The following are a few updates that I compiled over the six days of the confluence…

Oct. 21, 2013

Living the New Economy, 2013 came to a close with a series of information driven workshops. We started the day with a workshop on Financing the New Economy where Michelle Collusi and Suresh Fernando from the Canadian Centre for Community Renewal, Ross Gentleman from the CCEC Credit Union – The Official Facebook Group and Kevin Harding harding from the BC Cooperative Association provided a brief intro to various tools and models that people and local communities can use to finance their projects. Suresh higlighted the Ecosystem approach to resource allocation that he is working on that aims to shift the paradigm from allocating resources one project at a time to financing groups of projects collectively!

This was followed by an engaging discussion between a group of social entrepreneurs all working on collaboration platforms. This included Ben Scott Joy Case Van Hove from An Idea Nation – Global Think Tank, Vida Mas from Cyrka, Scott Israel from CoCreatrix and Caroline Smalley of Citizens Media. All of these platforms aim to do similar things and the question we were exploring was: why are those building collaboration platforms collaborating? Many things were revealed including the importance of the specific roles and skill sets of the entrepreneurs, the challenges of financing larger projects (if they decide to collaborate, for example) and the importance of reducing complex visions to easily digestible stories that people can actually engage in.

The late afternoon session focused on Shared Spaces. A recurring theme at LNE was the need for Shared Physical spaces in order to maintain our conversations; to bridge the gap between the projects; to get to know each other better; to build culture. The New Economy will bridge the gap between ‘economic’ issues and ‘life’ issues, revealing the dichotomy to be false.

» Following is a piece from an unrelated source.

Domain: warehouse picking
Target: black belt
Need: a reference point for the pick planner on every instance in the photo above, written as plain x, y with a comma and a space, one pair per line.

Life happens in physical space… To that end we had John Bromley from Benevoland Tara Mahony and Daniel J Pierce of the Junction and @Kim Cooper from Co-Lab and Jim Carrico from Redgate.

 

Oct 20, 2013

Another magical day at LNE… This whole experience is leaving many of us both exhilarated an exhausted as we now move into the final day of our program! Each day has been different and, as was pointed out to me yesterday, for those that have been there every day, a sense of family is starting to develop…

For this is what it is all about is it not? … the creation of a culture that values us as for who we are; not as functional entities in an economic paradigm that dehumanizes, commodifies and devalues our existence. This sort of culture, in some sense, is a large family; one where we really see and embrace each other for who we really are!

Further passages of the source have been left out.